In the broader market context, HUL's share price decline reflected a more extensive trend of weakness among large-cap stocks in India. The Nifty FMCG index also saw declines, with nine of its 15 constituents trading lower. HUL's stock had opened higher post-results but quickly reversed course as the market reacted to the lack of significant surprises in the earnings report.
Analysts have mixed views on HUL's performance. Approximately 29 out of 35 analysts tracking the stock have a 'buy' rating, while 12 recommend holding and three suggest selling. The consensus target price for HUL shares stands at ₹2,584.26, indicating a potential upside of 10.4% from current levels.

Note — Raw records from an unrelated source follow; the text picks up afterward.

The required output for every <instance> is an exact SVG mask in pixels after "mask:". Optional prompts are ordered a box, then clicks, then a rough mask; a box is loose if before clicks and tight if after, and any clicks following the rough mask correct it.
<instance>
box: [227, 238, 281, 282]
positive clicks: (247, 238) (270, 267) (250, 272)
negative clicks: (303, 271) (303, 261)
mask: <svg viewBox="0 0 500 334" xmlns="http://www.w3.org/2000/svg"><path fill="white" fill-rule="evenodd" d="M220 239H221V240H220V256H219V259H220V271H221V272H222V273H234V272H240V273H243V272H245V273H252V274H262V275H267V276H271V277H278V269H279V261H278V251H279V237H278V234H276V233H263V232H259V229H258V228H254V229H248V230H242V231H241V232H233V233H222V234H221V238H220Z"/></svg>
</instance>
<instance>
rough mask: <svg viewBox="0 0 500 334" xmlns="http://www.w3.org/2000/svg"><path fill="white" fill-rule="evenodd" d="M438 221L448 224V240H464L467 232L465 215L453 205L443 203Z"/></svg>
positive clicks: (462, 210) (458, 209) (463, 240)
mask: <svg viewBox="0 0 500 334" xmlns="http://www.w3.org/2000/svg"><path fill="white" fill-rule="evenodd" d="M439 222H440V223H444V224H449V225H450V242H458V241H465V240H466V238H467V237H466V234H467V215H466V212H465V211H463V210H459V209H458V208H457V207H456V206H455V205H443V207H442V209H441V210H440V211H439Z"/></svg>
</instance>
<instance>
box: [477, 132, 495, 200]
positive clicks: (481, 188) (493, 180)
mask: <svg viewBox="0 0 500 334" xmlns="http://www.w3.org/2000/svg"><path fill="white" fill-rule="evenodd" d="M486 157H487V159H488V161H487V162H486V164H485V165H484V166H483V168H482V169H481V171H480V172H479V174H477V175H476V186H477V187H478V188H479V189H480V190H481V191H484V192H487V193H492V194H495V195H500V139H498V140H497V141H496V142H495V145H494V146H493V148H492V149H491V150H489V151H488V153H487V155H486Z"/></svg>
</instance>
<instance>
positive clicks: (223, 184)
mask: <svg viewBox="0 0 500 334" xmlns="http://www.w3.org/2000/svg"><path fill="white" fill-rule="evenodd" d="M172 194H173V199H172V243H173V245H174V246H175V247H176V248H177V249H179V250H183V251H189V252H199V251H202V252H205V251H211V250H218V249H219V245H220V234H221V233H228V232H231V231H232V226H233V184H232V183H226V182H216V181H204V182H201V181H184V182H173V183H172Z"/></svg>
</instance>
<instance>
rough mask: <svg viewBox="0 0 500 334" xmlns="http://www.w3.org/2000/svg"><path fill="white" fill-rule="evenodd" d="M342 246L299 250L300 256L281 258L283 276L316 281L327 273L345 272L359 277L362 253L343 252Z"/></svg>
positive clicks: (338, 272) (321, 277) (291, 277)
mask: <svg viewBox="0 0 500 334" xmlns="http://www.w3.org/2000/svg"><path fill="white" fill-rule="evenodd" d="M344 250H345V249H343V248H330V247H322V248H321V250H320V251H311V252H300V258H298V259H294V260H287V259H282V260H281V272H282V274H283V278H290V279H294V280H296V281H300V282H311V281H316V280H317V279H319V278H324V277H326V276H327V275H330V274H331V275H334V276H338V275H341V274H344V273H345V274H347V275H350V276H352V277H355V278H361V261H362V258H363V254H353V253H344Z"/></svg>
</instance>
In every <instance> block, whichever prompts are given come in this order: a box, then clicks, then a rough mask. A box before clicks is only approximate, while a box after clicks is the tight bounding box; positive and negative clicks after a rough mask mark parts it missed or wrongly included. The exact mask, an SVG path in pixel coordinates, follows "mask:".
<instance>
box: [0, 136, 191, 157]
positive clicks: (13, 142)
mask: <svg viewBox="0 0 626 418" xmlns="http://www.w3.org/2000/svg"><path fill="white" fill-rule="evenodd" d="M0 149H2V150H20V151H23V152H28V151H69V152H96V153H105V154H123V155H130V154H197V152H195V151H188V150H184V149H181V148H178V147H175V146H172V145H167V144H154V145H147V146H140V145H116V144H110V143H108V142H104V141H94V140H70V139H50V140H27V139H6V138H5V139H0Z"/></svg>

Looking ahead, HUL's management remains committed to navigating the challenges posed by rising raw material costs and competitive pricing pressures. CEO Rohit Jawa emphasized the importance of innovation in high-growth areas and the need to enhance consumption in various product categories, particularly in nutrition drinks, where the company aims to regain market share.
Furthermore, HUL's recent acquisition of the direct-to-consumer brand Minimalist has reportedly generated a turnover exceeding ₹500 crore in FY25, signaling the company's ongoing strategy to expand its portfolio in high-demand segments.
In summary, while HUL's Q4 results showed some positive trends in net profit and revenue growth, the decline in EBITDA margins and the overall stock performance highlight the challenges the FMCG giant faces in a competitive market. As the company prepares for a strategic transformation and seeks to enhance its product offerings, investors will be closely monitoring its progress in the coming quarters.